I'm experiencing a 5x-10x slow down when adding one condition to a WHERE clause in a join. I have verified indexes are being used and this is a pretty simple query with 2 joins:
This query takes an .5 seconds:
EXPLAIN ANALYZE SELECT COUNT(*) FROM "businesses"
INNER JOIN categorizations ON categorizations.business_id = businesses.id
INNER JOIN postal_codes ON businesses.postal_code_id = postal_codes.id
WHERE categorizations.category_id IN (958,968,936)
AND lower(city) IN ('new york');
QUERY PLAN
------------------------------------------------------------------------------------------------------------------------------------------------------------------
Aggregate (cost=60600.79..60600.80 rows=1 width=0) (actual time=741.224..741.225 rows=1 loops=1)
-> Hash Join (cost=321.63..60600.78 rows=2 width=0) (actual time=23.360..740.475 rows=795 loops=1)
Hash Cond: (businesses.postal_code_id = postal_codes.id)

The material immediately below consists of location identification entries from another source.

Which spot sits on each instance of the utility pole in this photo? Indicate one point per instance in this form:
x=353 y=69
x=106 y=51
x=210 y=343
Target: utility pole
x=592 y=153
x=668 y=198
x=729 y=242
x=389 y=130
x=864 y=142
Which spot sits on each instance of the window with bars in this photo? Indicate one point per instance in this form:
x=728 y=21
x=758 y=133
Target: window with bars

-> Nested Loop (cost=184.63..60400.82 rows=16784 width=4) (actual time=19.200..690.901 rows=58076 loops=1)
-> Bitmap Heap Scan on categorizations (cost=184.20..17662.46 rows=16784 width=4) (actual time=19.164..131.991 rows=58076 loops=1)
Recheck Cond: (category_id = ANY ('{958,968,936}'::integer[]))
-> Bitmap Index Scan on categorizations_category_id (cost=0.00..180.00 rows=16784 width=0) (actual time=9.994..9.994 rows=58076 loops=1)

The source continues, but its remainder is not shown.